County Map: Clicking on a county returns the records for the species in that county.
GBIF Global Distribution
Key Habitat Requirements
Habitat: This wide-ranging species uses a variety of habitats. In areas outside of the Coastal Plain the larvae are most commonly found in lower order streams that are surrounded by hardwood or mixed hardwood-conifer forests. Perennial streams with rocky substrates, minimal siltation, healthy invertebrate populations, and adequate cover for the larvae provide optimal habitats (Petranka 1998, Smith and Grossman 2003). The juveniles and adults live on land. They can be more or less semiaquatic at some sites, while at others fully terrestrial and found far from the breeding sites. Mature hardwood forests with abundant rocks, logs and other surface cover provide optimal habitats for the juveniles and adults.

Coastal Plain populations are often associated with perennial springs, headwater seepage wetlands, ravine heads and small streams in hardwood forests or swamplands. The juveniles and adults are generally found closer to water than more upland and northern populations. On rare occasions, eggs or larvae have been found in sluggish or standing water, including a stagnant drainage ditch in Virginia (Wood 1953) and a small woodland pond in West Virginia (Brophy and Pauley 1997).
Biotic Relationships: The larvae live in perennial streams that support an array of predators such as crayfishes, small fishes, and larger salamander larvae. Some of the known predators include the Brook Trout, sunfishes, darters, crayfishes, and Spring Salamander larvae (Gustafson 1994, Petranka 1984, Resetarits 1991).

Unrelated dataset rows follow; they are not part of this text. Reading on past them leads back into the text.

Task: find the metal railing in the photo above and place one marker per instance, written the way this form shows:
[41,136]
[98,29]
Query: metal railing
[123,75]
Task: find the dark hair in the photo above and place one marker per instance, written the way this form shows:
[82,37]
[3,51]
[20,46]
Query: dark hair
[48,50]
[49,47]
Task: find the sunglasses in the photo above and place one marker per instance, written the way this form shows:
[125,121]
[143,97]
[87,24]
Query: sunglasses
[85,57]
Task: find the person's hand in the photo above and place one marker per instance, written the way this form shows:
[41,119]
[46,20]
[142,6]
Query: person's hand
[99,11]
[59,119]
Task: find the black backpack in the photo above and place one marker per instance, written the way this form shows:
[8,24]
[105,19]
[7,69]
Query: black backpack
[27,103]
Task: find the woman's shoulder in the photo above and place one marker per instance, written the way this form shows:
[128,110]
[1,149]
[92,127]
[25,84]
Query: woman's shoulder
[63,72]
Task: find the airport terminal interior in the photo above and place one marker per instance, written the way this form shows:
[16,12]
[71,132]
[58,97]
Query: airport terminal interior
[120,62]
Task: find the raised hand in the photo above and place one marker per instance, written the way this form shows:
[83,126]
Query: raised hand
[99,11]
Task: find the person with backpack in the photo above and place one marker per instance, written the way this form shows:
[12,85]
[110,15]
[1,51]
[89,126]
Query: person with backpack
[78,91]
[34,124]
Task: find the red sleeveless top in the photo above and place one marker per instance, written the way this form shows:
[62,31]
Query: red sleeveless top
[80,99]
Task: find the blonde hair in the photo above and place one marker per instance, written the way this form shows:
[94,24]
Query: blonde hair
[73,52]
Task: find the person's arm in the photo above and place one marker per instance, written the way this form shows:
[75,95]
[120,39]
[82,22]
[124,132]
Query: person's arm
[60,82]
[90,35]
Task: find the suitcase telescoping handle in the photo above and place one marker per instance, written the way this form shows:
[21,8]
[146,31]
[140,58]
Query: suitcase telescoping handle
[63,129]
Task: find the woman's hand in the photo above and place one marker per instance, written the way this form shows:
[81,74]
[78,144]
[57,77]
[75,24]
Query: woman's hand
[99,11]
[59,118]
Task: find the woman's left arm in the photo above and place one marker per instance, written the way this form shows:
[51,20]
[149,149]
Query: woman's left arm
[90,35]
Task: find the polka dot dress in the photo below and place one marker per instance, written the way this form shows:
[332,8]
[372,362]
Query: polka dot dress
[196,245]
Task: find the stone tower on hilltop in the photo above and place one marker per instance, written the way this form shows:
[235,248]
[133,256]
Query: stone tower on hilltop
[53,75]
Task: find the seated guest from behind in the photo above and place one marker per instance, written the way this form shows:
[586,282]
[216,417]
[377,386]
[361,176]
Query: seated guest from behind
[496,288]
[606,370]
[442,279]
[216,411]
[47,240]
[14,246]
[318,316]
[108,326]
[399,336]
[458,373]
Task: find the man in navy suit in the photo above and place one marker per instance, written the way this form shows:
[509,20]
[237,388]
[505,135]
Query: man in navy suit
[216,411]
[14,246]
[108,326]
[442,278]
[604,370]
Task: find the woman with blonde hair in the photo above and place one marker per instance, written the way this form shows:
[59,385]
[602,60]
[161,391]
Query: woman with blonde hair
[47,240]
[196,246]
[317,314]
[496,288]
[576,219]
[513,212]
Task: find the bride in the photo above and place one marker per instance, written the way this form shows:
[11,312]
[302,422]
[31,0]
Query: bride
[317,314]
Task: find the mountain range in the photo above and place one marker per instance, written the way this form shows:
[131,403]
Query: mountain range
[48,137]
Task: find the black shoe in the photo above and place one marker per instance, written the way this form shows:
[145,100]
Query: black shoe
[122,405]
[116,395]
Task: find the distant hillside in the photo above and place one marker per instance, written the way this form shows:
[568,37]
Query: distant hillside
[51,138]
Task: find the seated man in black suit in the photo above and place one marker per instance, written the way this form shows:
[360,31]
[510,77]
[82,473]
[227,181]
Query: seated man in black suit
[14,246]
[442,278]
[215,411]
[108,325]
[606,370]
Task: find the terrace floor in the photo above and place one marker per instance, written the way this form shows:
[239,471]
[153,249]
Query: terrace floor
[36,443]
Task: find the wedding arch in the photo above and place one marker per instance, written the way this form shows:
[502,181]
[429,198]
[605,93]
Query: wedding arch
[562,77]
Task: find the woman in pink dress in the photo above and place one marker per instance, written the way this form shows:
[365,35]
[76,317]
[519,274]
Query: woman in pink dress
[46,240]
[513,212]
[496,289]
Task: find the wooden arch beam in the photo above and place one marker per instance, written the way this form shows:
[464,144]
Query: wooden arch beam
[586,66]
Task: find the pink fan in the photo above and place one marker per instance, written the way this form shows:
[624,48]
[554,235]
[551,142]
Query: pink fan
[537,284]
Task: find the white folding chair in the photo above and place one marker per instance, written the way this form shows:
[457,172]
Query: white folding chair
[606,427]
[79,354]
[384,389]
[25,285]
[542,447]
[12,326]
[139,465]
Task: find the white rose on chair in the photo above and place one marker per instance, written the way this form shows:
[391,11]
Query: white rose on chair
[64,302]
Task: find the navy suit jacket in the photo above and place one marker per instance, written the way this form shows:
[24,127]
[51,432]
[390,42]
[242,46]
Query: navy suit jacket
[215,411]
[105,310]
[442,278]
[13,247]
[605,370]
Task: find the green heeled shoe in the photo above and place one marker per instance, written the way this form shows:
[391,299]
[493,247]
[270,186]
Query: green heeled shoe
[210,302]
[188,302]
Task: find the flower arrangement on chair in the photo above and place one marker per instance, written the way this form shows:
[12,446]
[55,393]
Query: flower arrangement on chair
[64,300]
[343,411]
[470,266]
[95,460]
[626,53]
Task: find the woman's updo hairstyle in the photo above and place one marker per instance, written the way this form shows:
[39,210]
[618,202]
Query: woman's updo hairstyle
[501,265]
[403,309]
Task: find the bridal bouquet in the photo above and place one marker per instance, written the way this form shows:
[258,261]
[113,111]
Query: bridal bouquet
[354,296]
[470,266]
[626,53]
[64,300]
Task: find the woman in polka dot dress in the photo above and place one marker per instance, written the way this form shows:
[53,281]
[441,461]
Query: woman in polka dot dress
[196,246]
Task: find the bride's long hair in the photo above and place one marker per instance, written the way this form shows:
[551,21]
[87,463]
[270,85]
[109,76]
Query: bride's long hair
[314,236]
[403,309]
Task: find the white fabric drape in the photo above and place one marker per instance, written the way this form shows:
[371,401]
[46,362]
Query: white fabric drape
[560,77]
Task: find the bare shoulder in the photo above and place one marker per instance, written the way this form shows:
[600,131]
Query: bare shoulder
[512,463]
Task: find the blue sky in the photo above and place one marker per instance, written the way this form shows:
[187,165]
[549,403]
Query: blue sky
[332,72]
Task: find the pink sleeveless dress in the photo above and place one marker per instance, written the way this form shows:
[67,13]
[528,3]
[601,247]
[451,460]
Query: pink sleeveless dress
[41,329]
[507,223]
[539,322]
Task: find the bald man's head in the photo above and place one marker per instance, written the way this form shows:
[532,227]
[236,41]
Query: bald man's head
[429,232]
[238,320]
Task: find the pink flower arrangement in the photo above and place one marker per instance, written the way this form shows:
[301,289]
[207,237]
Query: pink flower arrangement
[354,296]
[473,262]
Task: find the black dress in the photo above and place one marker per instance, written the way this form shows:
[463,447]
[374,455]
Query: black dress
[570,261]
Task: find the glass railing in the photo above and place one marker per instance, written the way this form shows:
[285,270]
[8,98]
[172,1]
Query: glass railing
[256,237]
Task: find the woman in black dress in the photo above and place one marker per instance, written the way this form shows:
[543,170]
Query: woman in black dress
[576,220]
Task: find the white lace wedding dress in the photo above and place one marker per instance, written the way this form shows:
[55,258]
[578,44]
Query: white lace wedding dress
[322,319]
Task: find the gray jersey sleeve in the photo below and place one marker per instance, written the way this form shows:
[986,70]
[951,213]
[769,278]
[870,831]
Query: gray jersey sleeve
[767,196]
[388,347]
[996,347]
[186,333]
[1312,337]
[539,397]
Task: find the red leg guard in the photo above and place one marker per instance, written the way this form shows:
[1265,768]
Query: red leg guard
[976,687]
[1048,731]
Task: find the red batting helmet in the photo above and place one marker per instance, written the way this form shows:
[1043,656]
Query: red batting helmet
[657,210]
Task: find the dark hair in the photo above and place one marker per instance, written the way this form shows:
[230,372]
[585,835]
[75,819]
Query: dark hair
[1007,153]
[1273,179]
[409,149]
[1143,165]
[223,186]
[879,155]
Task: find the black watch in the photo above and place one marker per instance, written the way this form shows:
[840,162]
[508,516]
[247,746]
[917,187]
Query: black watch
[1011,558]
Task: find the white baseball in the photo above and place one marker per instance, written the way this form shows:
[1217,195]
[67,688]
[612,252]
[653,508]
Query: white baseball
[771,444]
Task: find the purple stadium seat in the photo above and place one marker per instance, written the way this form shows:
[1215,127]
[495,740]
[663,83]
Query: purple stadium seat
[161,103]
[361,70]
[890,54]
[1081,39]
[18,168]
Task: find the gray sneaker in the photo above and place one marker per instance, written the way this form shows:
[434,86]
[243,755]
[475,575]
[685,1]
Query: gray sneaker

The larvae have behavioral defenses against fish and other predators. Larvae in central Kentucky are primarily active outside of cover at night when fish are inactive and use chemical cues to monitor the presence of fish. Larvae respond to fish chemicals by seeking refuge beneath cover objects (Kats et al. 1988, Petranka et al. 1987). Field experiments in Virginia also indicate that larvae reduce their surface activity when confined with predatory Brook Trout and Spring Salamander larvae (Resetarits 1991). Gyrinophilus in this study did not significantly affect the survival of Eurycea, but did reduce larval growth rates. Gustafson (1994) examined predator-prey interactions between G. porphyriticus larvae and E. cirrigera larvae in experimental streams and found that the predation rates on Eurycea increased with the size of Gyrinophilus. Eurycea larvae also restricted their nighttime surface activity in the presence of Gyrinophilus and were more likely to remain in cover in the presence of large Gyrinophilus larvae.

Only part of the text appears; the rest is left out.